BLUE STATE BLUES: People flocking to low-tax states could swing future elections.
The new 2017 Census estimates can be used to give us a year-over-year change from 2016 or, alternatively, estimates can be based on a longer-trend line. The data gives a nice summary of estimates for congressional seat changes after the 2020 Census.
The state with the largest downside risk appears to be Illinois, which will lose one congressional seat in 2020 and is in danger of being the only state in the U.S. to lose two seats.
Illinois suffered the largest net population loss of any state in the past year, and due to that loss, it was overtaken by Pennsylvania this year as the fifth-largest state in the country.

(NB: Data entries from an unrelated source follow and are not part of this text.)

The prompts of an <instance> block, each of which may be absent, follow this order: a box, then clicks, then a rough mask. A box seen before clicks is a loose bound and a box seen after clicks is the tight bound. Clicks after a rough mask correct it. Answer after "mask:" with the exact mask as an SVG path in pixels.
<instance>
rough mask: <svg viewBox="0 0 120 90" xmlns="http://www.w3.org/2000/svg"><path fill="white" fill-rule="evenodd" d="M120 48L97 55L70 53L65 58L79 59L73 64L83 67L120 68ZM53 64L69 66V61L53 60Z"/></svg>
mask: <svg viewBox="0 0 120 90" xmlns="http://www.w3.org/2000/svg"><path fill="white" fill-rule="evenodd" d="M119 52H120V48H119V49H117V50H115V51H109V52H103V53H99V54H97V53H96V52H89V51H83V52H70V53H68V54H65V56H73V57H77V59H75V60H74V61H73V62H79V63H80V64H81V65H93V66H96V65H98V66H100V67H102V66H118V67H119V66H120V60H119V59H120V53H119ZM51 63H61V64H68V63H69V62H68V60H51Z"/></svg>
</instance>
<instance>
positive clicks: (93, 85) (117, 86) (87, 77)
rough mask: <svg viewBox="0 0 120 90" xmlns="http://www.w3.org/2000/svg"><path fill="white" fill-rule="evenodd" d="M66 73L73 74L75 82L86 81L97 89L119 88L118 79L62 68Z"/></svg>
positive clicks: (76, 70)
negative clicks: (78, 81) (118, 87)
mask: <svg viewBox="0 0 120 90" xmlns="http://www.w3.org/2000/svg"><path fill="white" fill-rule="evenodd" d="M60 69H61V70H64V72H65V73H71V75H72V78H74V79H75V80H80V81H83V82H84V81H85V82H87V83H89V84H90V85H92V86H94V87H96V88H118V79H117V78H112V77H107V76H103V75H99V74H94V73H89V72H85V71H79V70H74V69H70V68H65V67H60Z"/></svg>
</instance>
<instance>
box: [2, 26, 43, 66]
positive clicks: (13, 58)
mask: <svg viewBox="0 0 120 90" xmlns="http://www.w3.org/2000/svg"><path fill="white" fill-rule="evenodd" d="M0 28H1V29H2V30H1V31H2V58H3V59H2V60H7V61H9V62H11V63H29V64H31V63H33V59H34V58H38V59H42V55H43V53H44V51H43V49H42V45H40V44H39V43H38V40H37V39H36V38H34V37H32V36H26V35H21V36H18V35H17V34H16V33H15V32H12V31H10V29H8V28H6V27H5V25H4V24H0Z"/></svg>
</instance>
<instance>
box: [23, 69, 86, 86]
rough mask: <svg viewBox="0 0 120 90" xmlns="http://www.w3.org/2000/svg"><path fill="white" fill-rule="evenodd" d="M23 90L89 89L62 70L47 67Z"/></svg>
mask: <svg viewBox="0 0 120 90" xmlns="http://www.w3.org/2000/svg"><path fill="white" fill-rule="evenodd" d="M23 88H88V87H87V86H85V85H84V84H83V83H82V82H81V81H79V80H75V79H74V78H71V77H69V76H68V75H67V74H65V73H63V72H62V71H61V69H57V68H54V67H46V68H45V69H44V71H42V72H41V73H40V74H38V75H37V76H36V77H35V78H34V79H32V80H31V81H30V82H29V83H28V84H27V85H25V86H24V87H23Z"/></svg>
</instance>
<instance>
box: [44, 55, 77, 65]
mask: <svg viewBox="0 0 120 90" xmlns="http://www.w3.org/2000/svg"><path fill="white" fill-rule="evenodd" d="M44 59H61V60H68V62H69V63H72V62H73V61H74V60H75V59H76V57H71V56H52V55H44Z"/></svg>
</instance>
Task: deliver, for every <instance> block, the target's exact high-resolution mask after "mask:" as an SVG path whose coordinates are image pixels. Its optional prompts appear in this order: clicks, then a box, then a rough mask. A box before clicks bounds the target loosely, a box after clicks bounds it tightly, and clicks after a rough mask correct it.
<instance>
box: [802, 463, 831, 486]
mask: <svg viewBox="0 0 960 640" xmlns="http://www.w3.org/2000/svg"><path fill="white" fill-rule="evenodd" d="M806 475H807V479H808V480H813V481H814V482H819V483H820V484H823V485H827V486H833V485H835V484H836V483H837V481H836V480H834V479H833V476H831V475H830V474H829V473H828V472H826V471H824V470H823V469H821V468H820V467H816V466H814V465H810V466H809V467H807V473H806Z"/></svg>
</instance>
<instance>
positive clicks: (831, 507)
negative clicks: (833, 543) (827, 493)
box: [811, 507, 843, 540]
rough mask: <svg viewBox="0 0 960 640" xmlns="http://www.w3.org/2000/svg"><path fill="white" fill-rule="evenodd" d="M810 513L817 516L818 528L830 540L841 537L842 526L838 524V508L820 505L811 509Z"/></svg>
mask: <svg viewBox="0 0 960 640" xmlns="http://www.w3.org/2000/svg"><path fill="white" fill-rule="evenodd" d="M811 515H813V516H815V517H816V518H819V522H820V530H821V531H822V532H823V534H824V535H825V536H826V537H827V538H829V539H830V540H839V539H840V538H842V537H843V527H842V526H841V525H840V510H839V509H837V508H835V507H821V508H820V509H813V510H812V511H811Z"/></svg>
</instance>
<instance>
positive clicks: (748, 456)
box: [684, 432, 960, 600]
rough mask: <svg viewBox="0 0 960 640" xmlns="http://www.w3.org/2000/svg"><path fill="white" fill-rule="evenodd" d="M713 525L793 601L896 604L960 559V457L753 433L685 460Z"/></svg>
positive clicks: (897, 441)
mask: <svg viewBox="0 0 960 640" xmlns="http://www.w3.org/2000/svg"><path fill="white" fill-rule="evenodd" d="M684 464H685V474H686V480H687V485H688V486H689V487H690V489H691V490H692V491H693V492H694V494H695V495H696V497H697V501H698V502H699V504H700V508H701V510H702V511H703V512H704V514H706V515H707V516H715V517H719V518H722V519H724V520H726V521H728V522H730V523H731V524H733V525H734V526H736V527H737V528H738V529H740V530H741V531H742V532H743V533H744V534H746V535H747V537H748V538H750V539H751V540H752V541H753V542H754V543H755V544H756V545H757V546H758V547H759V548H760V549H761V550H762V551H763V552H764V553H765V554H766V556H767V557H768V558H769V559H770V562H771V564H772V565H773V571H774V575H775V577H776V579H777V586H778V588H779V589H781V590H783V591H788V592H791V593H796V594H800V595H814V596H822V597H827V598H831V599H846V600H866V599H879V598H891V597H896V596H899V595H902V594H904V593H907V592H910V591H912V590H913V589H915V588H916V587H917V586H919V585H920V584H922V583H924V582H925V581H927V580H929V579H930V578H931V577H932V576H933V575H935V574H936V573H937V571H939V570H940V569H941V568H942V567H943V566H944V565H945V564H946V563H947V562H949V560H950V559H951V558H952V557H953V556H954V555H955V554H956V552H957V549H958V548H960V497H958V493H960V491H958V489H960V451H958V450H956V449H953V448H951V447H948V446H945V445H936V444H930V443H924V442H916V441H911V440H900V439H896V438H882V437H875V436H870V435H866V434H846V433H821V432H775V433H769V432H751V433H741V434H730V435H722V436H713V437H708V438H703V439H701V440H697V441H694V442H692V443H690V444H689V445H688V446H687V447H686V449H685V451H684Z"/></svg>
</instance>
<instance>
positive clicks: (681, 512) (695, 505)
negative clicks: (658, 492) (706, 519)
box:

Major tax increases passed in 2017 will certainly not help this downward economic spiral.
The 2017 Census estimates also contain some troubling news for the nation’s largest state, California. While the 2010 Census was the first in state history to not add an additional congressional seat, 2020 could be worse for the Golden State.
Some current projections show high-tax California is on the bubble to actually lose a congressional seat in 2020 — a shocking development for a state that gained seven seats between 1980 and 1990 alone.
For history buffs, it is possible that high-tax Rhode Island will lose one of its two congressional seats in 2020. That will be the first time since 1789 that Rhode Island only has one congressional seat.
Meanwhile, another state with extremely high tax burdens, New York, is set to lose yet another seat in 2020, the eighth census in a row that the Empire State has forfeited seats.
They’d rather rule over the ruins than reform.